The servers themselves are open source and free. Costs only appear when a server wraps a paid service, such as a search API or a hosted database, in which case you pay that provider’s normal rates, not a fee for MCP.

Is it safe to give an AI assistant access to my files and database?

It is safe when you apply least privilege. Scope filesystem access to one project, use read-only database roles, and confirm actions that modify state. The risk comes from broad permissions, not from MCP itself.

What is the difference between the GitHub server and the Git server?

The GitHub server talks to the remote service through its API for issues and pull requests, while the Git server works on your local repository’s commits and diffs. Many developers run both because they answer different questions.

How many MCP servers should I install at once?

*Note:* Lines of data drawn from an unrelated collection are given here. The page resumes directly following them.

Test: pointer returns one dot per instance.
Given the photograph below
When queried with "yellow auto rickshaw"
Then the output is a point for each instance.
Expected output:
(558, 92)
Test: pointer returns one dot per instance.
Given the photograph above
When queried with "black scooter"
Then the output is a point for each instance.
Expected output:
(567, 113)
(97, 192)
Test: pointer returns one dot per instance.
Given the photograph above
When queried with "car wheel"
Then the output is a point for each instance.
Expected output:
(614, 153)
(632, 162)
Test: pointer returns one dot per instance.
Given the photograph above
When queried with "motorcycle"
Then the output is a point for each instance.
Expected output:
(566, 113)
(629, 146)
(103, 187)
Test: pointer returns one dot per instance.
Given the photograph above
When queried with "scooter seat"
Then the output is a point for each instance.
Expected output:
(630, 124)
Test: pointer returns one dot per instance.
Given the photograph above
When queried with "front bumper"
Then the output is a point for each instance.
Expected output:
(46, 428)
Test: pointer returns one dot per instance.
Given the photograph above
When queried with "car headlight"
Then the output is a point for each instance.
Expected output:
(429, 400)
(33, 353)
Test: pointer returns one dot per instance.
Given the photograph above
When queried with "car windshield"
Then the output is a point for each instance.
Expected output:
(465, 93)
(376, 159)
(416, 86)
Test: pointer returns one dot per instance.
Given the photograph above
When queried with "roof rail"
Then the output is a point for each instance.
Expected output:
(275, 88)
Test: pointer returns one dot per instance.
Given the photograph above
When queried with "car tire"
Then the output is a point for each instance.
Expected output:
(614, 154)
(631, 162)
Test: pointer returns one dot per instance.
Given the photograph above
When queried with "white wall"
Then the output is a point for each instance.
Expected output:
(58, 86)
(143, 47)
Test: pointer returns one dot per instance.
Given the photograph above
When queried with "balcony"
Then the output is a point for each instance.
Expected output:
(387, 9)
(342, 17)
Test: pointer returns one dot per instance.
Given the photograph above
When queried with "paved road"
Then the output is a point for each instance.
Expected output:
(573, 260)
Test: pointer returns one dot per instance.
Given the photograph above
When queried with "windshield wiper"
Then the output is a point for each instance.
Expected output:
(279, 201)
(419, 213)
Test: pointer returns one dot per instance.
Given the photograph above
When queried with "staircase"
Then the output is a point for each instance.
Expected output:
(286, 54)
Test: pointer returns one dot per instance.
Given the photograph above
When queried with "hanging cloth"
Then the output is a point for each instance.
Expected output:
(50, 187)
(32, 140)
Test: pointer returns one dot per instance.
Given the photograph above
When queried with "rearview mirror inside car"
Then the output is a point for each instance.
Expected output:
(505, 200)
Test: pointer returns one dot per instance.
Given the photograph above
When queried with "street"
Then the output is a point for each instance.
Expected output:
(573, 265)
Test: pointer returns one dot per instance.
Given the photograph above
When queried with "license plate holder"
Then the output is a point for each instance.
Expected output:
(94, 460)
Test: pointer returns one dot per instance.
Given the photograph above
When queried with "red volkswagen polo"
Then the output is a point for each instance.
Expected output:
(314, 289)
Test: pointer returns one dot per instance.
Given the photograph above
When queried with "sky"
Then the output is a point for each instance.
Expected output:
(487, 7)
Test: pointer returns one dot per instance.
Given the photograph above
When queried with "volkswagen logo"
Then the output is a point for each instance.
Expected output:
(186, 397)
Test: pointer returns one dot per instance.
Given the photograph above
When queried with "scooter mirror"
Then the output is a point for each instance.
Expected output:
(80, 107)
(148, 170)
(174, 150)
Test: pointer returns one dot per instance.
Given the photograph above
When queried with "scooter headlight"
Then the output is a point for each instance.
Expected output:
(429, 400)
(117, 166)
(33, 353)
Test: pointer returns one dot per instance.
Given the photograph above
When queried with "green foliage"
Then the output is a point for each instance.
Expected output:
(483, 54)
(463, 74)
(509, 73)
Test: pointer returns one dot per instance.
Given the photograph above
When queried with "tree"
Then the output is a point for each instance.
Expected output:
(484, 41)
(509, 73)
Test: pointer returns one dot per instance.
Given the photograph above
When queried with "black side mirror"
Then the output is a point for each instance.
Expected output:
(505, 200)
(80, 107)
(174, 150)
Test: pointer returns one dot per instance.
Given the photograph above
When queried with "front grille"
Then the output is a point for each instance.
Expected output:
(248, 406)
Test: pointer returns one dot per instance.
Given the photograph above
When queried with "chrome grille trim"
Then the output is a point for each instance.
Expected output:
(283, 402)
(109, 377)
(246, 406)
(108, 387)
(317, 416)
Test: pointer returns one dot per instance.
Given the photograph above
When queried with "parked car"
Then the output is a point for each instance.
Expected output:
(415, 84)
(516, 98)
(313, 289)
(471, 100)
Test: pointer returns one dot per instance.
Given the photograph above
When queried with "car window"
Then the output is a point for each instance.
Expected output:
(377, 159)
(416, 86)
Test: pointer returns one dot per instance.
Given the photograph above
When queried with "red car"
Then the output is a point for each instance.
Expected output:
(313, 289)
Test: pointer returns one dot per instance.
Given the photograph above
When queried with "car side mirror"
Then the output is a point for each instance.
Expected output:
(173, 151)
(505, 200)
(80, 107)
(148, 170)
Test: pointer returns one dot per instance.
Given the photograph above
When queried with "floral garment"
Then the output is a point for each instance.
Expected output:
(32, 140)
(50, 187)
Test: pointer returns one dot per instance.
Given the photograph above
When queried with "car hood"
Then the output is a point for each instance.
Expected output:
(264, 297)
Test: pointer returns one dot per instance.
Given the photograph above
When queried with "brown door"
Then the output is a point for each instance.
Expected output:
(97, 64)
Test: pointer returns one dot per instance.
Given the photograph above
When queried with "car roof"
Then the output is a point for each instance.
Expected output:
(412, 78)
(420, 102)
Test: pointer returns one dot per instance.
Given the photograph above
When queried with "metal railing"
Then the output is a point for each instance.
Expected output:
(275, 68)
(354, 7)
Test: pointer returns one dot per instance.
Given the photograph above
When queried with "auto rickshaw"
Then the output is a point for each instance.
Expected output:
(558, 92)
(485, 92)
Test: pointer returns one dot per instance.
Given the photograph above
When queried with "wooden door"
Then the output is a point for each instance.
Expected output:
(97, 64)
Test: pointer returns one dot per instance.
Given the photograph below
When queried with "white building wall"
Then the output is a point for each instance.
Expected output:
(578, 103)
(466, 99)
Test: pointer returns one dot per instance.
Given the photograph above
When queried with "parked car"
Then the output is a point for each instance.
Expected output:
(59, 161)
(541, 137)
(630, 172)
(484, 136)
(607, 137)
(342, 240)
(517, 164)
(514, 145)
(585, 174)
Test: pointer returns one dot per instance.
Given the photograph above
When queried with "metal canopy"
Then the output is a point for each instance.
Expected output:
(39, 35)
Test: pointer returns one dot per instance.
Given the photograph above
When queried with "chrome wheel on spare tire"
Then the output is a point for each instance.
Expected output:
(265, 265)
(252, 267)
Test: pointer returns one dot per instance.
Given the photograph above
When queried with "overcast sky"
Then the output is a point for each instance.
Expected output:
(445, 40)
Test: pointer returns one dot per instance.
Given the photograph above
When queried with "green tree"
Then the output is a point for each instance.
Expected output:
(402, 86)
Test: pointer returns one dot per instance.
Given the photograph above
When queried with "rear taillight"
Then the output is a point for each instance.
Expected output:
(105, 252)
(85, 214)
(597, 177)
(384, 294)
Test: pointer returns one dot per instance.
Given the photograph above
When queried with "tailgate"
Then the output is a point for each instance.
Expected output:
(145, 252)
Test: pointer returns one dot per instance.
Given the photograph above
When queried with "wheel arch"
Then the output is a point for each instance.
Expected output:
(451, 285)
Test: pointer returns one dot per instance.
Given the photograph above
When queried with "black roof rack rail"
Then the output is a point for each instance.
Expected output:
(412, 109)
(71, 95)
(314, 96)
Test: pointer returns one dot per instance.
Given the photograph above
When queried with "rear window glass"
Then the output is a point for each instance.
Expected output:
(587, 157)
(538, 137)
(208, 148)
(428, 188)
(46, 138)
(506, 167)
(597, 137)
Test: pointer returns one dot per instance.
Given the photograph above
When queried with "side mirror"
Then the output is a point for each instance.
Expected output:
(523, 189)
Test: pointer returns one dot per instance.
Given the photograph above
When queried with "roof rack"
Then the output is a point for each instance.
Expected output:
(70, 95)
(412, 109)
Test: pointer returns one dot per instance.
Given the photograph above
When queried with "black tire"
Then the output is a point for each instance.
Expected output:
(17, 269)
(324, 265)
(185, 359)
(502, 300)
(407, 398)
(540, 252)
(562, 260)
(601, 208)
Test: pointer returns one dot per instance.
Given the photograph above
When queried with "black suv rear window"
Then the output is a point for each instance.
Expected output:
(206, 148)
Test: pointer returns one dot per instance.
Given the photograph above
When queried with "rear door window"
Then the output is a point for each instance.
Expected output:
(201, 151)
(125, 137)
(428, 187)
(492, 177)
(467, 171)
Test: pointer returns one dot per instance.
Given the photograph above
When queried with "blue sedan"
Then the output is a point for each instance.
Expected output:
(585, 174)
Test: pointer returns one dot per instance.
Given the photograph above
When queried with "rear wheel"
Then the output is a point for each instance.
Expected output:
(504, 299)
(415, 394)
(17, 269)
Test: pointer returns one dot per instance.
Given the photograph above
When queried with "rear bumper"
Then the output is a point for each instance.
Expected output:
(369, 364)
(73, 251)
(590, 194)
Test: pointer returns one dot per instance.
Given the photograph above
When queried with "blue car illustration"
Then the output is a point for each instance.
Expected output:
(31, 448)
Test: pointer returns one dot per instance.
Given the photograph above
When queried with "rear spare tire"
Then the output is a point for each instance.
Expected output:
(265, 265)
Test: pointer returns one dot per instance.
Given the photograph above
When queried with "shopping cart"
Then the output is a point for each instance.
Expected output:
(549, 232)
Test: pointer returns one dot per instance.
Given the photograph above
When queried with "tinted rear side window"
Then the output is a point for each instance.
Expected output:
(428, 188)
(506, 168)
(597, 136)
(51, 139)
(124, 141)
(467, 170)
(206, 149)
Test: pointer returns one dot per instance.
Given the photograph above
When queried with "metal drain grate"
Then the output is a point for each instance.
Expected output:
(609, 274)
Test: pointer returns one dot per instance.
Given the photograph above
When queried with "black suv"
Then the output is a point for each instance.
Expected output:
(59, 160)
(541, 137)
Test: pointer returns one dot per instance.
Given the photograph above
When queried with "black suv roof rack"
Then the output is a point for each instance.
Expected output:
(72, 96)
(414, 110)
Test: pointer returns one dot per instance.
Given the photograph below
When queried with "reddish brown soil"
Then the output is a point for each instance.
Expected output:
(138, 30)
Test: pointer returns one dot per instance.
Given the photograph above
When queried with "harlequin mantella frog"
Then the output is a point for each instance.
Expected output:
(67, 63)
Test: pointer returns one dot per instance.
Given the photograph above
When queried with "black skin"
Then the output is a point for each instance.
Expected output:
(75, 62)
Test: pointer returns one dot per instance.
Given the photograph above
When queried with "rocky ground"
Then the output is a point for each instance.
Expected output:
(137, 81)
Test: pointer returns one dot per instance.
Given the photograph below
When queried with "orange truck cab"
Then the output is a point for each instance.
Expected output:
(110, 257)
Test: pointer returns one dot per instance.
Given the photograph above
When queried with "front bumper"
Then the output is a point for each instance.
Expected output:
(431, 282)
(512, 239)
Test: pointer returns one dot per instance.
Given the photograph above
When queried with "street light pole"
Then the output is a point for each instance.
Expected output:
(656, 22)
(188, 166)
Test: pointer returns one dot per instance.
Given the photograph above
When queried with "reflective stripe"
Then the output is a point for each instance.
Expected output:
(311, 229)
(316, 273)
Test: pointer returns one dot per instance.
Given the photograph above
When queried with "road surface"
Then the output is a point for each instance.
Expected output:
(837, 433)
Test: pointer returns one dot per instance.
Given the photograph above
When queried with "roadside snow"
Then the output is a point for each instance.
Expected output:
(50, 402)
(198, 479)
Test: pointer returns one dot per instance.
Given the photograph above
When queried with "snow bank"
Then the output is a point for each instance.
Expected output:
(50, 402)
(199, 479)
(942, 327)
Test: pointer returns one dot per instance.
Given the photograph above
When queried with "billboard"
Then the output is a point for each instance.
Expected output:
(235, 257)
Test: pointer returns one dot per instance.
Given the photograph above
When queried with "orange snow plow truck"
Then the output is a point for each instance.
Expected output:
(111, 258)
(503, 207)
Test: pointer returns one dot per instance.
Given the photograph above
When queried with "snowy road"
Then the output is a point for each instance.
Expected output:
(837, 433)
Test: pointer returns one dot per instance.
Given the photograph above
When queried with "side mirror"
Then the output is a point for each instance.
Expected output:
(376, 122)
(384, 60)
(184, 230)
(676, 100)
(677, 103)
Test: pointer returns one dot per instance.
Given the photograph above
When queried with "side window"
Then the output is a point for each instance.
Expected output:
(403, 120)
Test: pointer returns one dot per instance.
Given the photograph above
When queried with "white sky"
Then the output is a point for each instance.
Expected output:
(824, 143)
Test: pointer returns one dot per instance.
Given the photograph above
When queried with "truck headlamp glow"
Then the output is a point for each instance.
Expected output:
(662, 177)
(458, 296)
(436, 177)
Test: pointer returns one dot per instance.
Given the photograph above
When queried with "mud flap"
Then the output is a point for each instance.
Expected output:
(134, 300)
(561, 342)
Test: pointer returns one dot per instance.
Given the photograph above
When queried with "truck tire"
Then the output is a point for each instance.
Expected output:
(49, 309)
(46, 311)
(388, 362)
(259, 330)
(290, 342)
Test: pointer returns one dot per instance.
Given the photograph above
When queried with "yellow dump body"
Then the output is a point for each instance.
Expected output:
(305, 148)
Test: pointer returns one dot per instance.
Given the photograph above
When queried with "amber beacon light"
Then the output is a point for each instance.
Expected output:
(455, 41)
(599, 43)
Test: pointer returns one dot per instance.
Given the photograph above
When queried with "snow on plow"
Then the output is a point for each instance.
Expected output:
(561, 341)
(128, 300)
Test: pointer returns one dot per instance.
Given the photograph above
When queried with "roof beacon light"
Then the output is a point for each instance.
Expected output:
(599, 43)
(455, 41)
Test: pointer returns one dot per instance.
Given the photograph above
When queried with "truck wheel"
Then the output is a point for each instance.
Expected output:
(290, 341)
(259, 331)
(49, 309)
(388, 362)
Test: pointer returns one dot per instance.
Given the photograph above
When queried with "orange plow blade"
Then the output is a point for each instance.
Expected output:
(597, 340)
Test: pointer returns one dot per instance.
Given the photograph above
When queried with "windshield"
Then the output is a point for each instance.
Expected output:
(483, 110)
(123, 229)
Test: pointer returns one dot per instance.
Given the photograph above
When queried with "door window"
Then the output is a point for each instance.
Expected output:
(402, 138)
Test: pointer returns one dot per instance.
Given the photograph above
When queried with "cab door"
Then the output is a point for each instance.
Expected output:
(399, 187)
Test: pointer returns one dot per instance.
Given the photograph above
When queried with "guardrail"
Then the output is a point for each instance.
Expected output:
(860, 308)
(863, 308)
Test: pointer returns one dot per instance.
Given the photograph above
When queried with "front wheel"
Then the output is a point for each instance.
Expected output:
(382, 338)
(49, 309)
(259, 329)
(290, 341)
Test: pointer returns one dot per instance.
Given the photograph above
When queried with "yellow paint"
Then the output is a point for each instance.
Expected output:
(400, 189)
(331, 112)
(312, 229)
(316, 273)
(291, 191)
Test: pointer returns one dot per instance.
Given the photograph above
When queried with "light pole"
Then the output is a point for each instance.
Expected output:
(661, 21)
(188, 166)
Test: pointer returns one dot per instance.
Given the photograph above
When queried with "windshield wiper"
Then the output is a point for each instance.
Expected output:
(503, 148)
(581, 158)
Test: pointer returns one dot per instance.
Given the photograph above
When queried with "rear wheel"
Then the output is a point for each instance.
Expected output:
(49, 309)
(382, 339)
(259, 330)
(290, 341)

Start with two or three that match your daily workflow, often Filesystem, Git, and Fetch, then add more as specific needs arise. Running every server at once increases your attack surface and can slow client startup without adding value.

Conclusion

MCP servers are the bridge between a capable model and your real working environment, and in 2026 they are no longer optional for serious development work. The ten servers above cover the situations you hit most: reading code, managing repositories, querying data, browsing the web, remembering context, and reasoning through hard problems.

Start small. Install Filesystem and Git today, add Fetch and GitHub when you feel the friction, and layer in the rest as your workflow demands. Apply least privilege, keep your secrets in environment variables, and you will get the full upside of MCP servers without the security headaches. The result is an assistant that finally understands the project in front of you, instead of one you have to constantly catch up.